決定的に厚みがオーバーでアウト。もちろん、レンズで無理な収納をしていないのは、光学面での精度の向上に寄与していることは想像できるが。一方、ディスプレイの貧弱なのはフジの思想なのか。EVFもないのでこれは撮影が辛そうだ。パス。では、次はXF1。

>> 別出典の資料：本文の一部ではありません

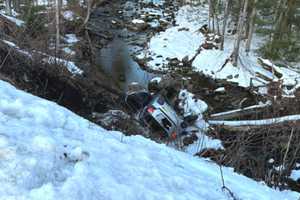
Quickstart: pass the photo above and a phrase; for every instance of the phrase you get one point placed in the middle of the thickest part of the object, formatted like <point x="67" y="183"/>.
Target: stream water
<point x="116" y="62"/>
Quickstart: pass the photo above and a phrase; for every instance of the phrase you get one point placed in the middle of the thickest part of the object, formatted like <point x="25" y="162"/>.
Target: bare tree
<point x="57" y="13"/>
<point x="252" y="26"/>
<point x="89" y="8"/>
<point x="8" y="8"/>
<point x="225" y="23"/>
<point x="240" y="28"/>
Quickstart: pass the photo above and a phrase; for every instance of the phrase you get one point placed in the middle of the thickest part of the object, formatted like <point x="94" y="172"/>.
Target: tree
<point x="8" y="8"/>
<point x="57" y="14"/>
<point x="240" y="28"/>
<point x="225" y="22"/>
<point x="252" y="27"/>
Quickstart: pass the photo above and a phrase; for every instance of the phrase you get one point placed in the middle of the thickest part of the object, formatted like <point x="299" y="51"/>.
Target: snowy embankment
<point x="47" y="152"/>
<point x="70" y="65"/>
<point x="184" y="41"/>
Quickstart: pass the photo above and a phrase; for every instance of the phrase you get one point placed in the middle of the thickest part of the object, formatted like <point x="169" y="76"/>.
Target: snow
<point x="71" y="66"/>
<point x="16" y="21"/>
<point x="295" y="175"/>
<point x="185" y="40"/>
<point x="190" y="104"/>
<point x="47" y="152"/>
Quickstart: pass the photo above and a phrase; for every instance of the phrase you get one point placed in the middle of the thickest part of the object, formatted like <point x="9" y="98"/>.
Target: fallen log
<point x="238" y="113"/>
<point x="256" y="123"/>
<point x="267" y="65"/>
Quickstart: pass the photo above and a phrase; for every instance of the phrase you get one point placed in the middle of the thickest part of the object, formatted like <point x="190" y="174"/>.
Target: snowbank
<point x="185" y="39"/>
<point x="47" y="152"/>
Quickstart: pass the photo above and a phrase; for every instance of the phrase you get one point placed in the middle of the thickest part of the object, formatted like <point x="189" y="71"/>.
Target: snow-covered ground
<point x="70" y="65"/>
<point x="47" y="152"/>
<point x="185" y="39"/>
<point x="13" y="19"/>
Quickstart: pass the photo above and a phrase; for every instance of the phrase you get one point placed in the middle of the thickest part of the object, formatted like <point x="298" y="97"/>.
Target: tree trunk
<point x="57" y="13"/>
<point x="252" y="27"/>
<point x="225" y="23"/>
<point x="8" y="7"/>
<point x="209" y="14"/>
<point x="235" y="54"/>
<point x="89" y="8"/>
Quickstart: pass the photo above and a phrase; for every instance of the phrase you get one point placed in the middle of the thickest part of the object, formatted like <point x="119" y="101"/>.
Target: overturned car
<point x="155" y="112"/>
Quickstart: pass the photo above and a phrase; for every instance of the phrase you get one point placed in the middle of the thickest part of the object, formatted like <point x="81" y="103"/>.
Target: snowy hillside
<point x="47" y="152"/>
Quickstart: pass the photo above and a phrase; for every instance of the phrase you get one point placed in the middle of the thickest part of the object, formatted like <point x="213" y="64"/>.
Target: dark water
<point x="117" y="63"/>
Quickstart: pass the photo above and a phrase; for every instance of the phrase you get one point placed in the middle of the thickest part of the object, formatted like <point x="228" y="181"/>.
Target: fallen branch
<point x="240" y="112"/>
<point x="263" y="122"/>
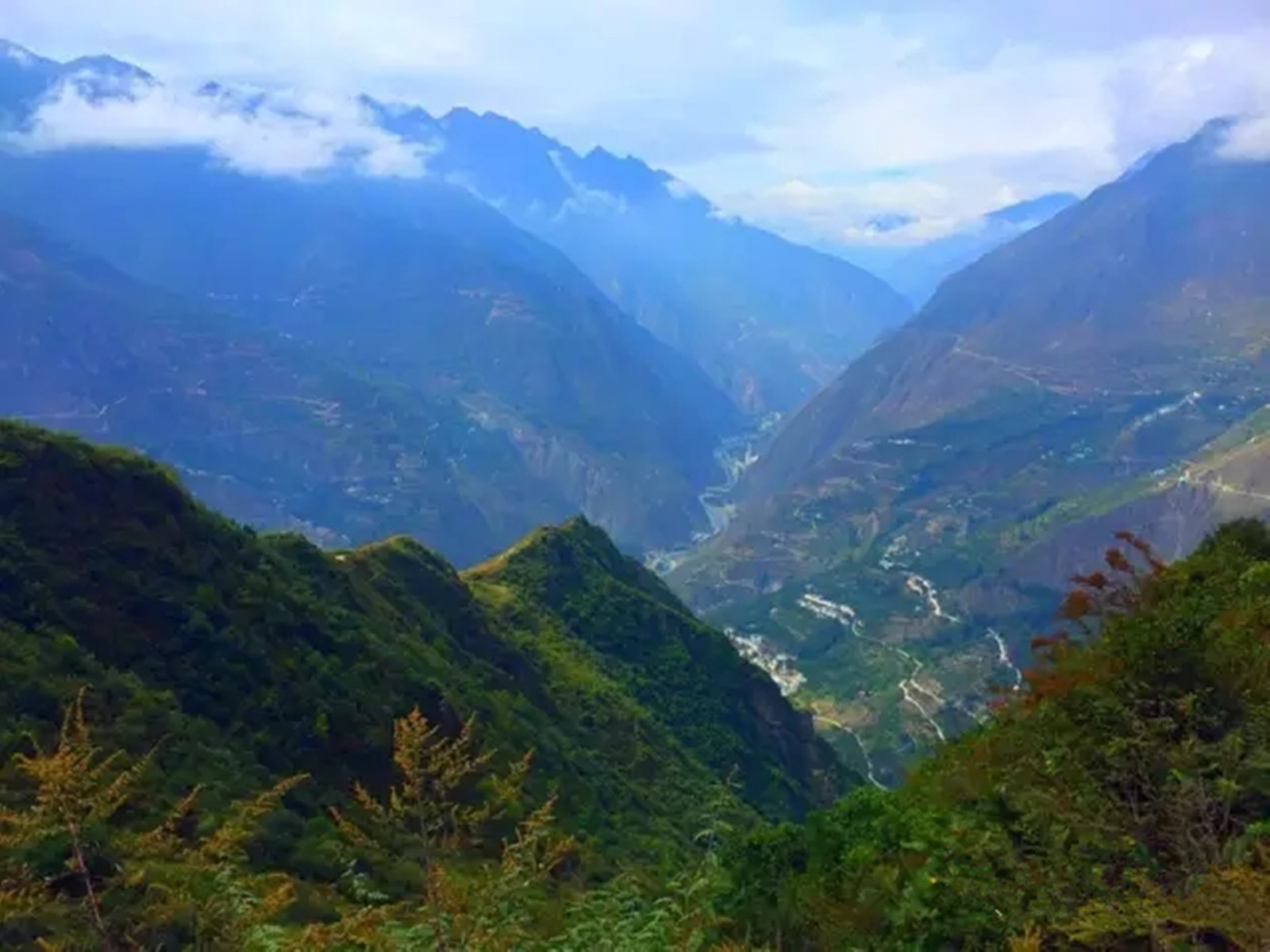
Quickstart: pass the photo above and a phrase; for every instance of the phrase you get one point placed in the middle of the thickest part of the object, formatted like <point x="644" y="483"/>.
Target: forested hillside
<point x="257" y="658"/>
<point x="338" y="743"/>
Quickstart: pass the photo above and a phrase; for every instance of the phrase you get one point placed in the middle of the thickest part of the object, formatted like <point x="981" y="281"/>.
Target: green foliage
<point x="1121" y="803"/>
<point x="260" y="657"/>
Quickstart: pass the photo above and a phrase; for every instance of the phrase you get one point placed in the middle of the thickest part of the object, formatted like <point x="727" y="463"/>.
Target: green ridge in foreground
<point x="262" y="657"/>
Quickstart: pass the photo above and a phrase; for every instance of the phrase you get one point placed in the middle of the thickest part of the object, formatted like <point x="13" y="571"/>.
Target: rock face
<point x="469" y="314"/>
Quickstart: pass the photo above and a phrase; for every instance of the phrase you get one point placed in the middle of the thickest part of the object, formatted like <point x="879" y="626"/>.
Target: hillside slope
<point x="264" y="657"/>
<point x="770" y="321"/>
<point x="422" y="286"/>
<point x="1049" y="395"/>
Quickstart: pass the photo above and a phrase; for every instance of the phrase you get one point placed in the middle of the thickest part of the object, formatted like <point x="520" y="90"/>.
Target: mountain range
<point x="1103" y="372"/>
<point x="264" y="655"/>
<point x="918" y="272"/>
<point x="768" y="319"/>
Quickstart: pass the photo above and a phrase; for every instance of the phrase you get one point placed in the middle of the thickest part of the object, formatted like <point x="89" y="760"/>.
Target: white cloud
<point x="1249" y="140"/>
<point x="976" y="105"/>
<point x="289" y="135"/>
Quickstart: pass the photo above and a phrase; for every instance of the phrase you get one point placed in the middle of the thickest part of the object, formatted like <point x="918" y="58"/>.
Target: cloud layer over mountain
<point x="810" y="116"/>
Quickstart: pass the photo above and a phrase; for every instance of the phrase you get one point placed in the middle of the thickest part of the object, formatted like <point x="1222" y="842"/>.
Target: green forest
<point x="215" y="739"/>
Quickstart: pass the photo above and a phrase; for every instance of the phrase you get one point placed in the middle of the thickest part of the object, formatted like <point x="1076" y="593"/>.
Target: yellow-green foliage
<point x="1121" y="803"/>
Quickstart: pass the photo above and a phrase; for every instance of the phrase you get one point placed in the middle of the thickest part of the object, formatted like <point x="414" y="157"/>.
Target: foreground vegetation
<point x="194" y="753"/>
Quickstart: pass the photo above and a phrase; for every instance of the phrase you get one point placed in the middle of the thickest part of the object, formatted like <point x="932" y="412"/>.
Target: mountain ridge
<point x="277" y="657"/>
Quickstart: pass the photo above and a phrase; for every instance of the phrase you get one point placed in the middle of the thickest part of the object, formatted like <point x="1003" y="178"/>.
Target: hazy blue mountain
<point x="264" y="427"/>
<point x="421" y="285"/>
<point x="918" y="272"/>
<point x="768" y="319"/>
<point x="1105" y="371"/>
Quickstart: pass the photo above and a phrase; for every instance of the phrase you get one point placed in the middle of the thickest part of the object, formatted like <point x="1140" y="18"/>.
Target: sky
<point x="816" y="117"/>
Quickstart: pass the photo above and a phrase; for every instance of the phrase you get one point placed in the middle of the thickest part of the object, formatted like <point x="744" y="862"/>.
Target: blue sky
<point x="812" y="116"/>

  • センサー:2/3型 EXR CMOS、原色フィルター採用
  • 画素数:1200万
  • 焦点距離:換算25㎜-100㎜、F1.8-4.9
  • マクロ:3㎝
  • ディスプレイ:3.0型TFT、46万ドット、固定式
  • 大きさ:)107.9×61.5×33.0mm
  • 質量:204g

サイズは良さそう。デザインを優先しただから当然といえば当然。だが、センサーが前世代のものであるのと、レンズ収納で無理をし過ぎているように見えるのが気になる。ここまで薄くする必要はない。パス。では、パナソニックはどうか。

まずはLX-7。

  • センサー:1/1.7 CMOS
  • 画素数:1010万
  • 焦点距離:換算24-90mm、F1.4-2.3
  • マクロ:1㎝
  • ディスプレイ:3.0型TFTL、92万ドット、固定式
  • 大きさ:110.5×67.1×45.6 mm
  • 質量:298g

あれ、これはほとんどXZ-1と変わらないんじゃないか。開放F値が少し明るいくらいで。そして、厚みが微妙にアウト。各社が凌ぎを削るプレミアムコンパクト商戦の中で、このモデルはアピールが弱い。パス。と思ったら、LF1なる新機種が出ていることに気付く。パナとしてはLF1推しなのか。で、スペック。

  • センサー:1/1.7 CMOS
  • 画素数:1210万
  • 焦点距離:換算28-200mm、F2.0-5.9
  • マクロ:3㎝
  • ディスプレイ:3.0型TFTL、92万ドット、固定式
  • 大きさ:102.5×62.1×27.9 mm
  • 質量:192g

小さくなって高倍率化。一方でレンズは暗くなり、マクロ性能も後退。これは全く理解できない。パス。

最後に、LEICAのXシリーズとシグマのDP Merrillシリーズはかつて使っていた経験から、自分の求めるものとは方向が違っているのでパス。

ということで、単焦点ならGR、ズームならRX100/100MK2になる。あとは、自分がコンデジに何を求めるか次第。

秋には海外に行く予定もあり、夜景をきれいに撮れるコンデジをポケットに忍ばせていきたいので、それまでには決めたいところだ。